HACKER Q&A
📣 kite_and_code

What's your willingness to pay for climate change?


I often hear people say that they would like politicians to do more against climate change. As the next question, I ask them: "what's your individual willingness to pay for that problem" (on a monthly basis). This question often hits them hard and the typical first objection is: "if it's only me, I am not willing to do this." That's a fair point and exactly the kind of problem that kickstarter was made for.

So, then I am asking them: "how much would you be willing to spend per month as a climate change subscription if 1,000 or 100,000 or even 10,000,000 million people would join you and the subscription only starts if enough people joined".

Would love to hear your thoughts on this!

PS: For now, let's not focus on how we spend the money. There are enough potential alternatives and we can figure out the best allocation after we solved the initial funding problem. In the end, this is more about starting a movement where politicians and other decision makers can see that there is a large and growing number of people who are willing to spend their hard-earned money on that problem! This is very different from just lip-service because it's easy to say "I would like the climate to change" but then not put your money where your mouth is.


  👤 vegetablepotpie Accepted Answer ✓
It’s cost benefit analysis. Anthropogenic Climate Change will make the world more expensive in the future by reducing agricultural output, submerging major cities, and causing large migrations of people. Putting carbon in the atmosphere for economic growth was like borrowing money at a high interest rate and now that interest is coming due. Do we pay down the principal today or pay the interest later? What will happen, like any debt society accrues, is that the children will pay for the debt their parents decided to create.

I do not agree with wanting to pay before a solution if I don’t know what it is because the US has enough government corruption to dissuade me from wanting to contribute to a “general fund” at the mercy of elected officials and bureaucrats. I don’t care what politicians think.
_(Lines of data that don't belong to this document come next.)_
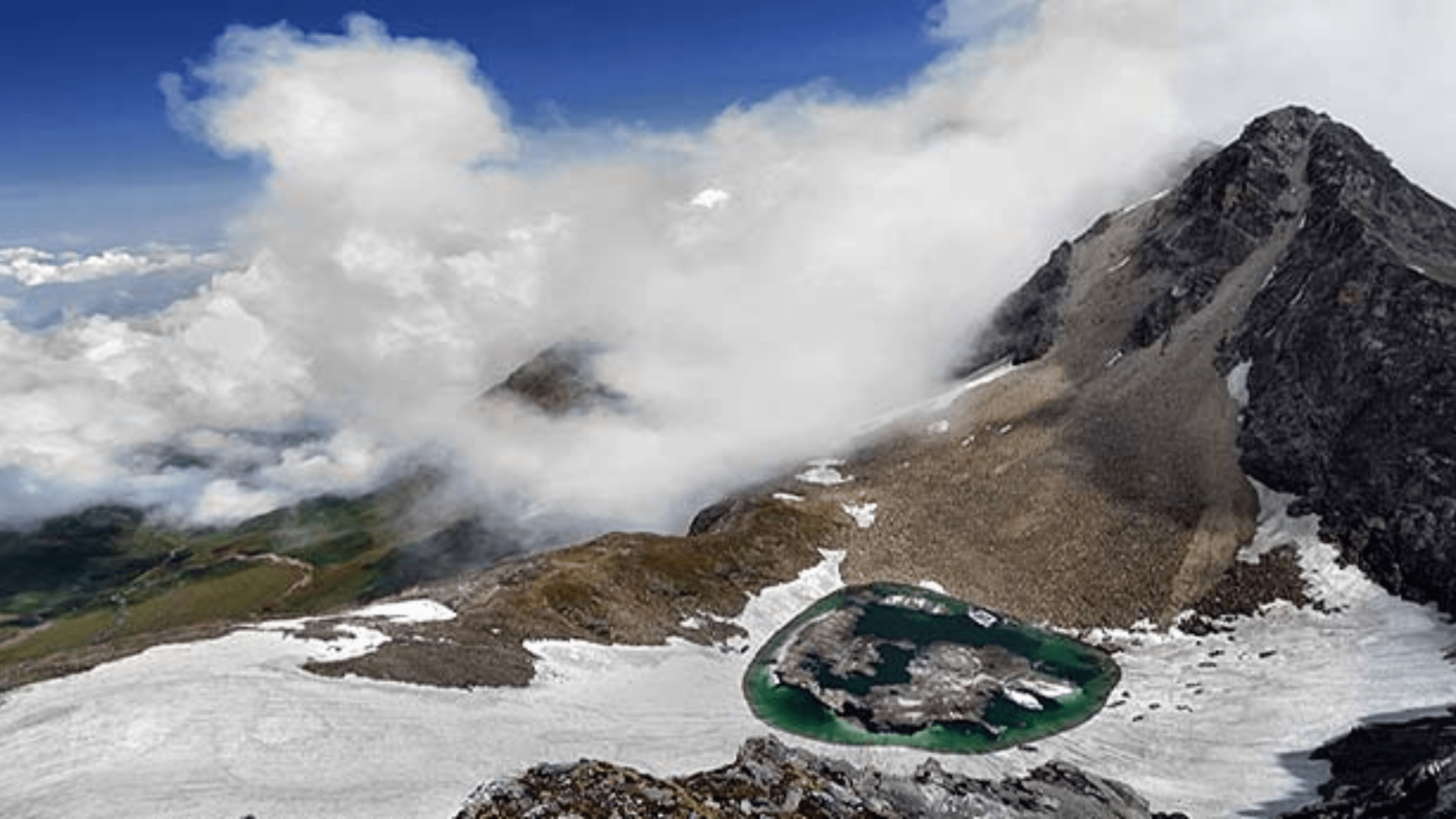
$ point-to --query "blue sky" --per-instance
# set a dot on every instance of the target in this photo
(88, 158)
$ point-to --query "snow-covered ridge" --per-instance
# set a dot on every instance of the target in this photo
(1214, 726)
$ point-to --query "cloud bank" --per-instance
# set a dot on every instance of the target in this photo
(760, 285)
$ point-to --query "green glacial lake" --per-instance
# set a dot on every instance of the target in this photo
(900, 665)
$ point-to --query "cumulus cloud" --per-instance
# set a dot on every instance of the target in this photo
(32, 266)
(760, 286)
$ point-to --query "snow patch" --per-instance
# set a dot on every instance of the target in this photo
(824, 471)
(1021, 699)
(1238, 381)
(864, 514)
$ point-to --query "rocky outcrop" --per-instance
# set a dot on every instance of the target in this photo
(1325, 281)
(1397, 772)
(769, 779)
(560, 380)
(1351, 366)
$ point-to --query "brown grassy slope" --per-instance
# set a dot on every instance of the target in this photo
(621, 588)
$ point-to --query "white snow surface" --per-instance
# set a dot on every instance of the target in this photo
(233, 726)
(824, 471)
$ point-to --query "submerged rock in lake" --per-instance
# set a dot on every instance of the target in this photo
(899, 665)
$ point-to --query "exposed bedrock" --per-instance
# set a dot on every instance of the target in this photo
(1299, 272)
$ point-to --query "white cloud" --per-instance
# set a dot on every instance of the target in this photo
(402, 258)
(32, 266)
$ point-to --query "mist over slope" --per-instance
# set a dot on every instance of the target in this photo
(759, 286)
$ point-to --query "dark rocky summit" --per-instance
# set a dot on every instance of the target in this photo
(772, 780)
(1351, 382)
(1347, 347)
(560, 380)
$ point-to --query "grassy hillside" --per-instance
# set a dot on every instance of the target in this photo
(105, 582)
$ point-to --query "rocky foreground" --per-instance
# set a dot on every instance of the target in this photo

Politicians always find ways to pay for things they want regardless of funding sources (ex: Iraq War) and they do not want to act on climate.

Politicians are supposed to be “leaders” they should act like “leaders”, if they are not leading, they will never listen to you. For a political answer, best thing citizens can do in a democracy is stop electing incumbents and start electing people who take climate seriously.


👤 byoung2
Maybe the premise is flawed...it may cost less to fight climate change. For example, looking just at greenhouse gas emissions, transportation, electricity generation, and agriculture account for roughly 2/3 of emissions. I have solar panels on my roof that generate 100% of my electricity, and it saves me money over what I was paying before. I have worked from home since 2015, and have averaged half the miles driven per year versus when I worked in an office. This saves on gas and wear and tear on my car. I also eat vegetarian one day a week for both health reasons and to cut down on the impact to the environment. This depends on what meat you swap out and what vegetables and fruit you swap in, but for me it is a savings. The total savings for all of these isn't huge, but it is about $400-$500 monthly

👤 hntroll666
The climate has always changed. Nothing in the universe is ever not changing, so "climate change" is not the real name of this issue. Maybe the concern is actually CO2 emissions. Humans have added about 100 ppm of CO2 to the atmosphere over about a century. It's unknown and unknowable what effect this is having, because we live in the most complex of complex systems. People often try to simulate it via "models", aka garbage closed-source programs, but they're toys and cannot possibly tell us much, because complex systems are fundamentally not amenable to simulation. But if we look at Earth's history, 400 ppm of CO2 is not much. Not long ago, CO2 ppm was twice what it is today, and there was no disaster. Stepping back and trying to analyze the situation more fundamentally, we know that the planet has encased itself in ice and then thawed itself multiple times, all without human intervention.

But climate change is a perfect bogeyman for the left. It invokes primal fear, guilt about our decadent living standards, etc. And most importantly, it happens so slowly that by the time the predictions are shown to be false, everyone's forgotten about them, or it's been so long that it's easy to suggest that the predictions weren't serious. There's a vast graveyard of false predictions that the MSM doesn't want to talk about, because "Things are actually OK, there is no crisis" is not going to get anyone to click.

Point being, someone near you is actually suffering, and you have the power to help them. The problem is happening now, it's verifiable with your own eyes, and you can improve the situation with your own hands, in a reasonable amount of time, and witness the aftermath yourself. IMO, that's a much better thing to work on than an alleged crisis that, twenty years hence, will still not have arrived. Doomsday will have been postponed, and nobody will believe you when you tell them about the false predictions that were made about the poor polar bears, or the walruses, or the penguins, or the glaciers, or snow in general, or sea levels, or the coral reefs, etc.


👤 jmnicolas
None. I don't believe climate is changing because of humans. Climate has always changed and always will.

Now don't get me wrong, I don't overlook pollution which is the serious problem here imho.

There's already a CO2 tax on everything you consume. What do they do with the money?

> we can figure out the best allocation after we solved the initial funding problem

Right... this is the best way to get your money stolen by some con artist. The fact is the problem isn't money (look at central banks printing like there's no tomorrow) but what to do with it.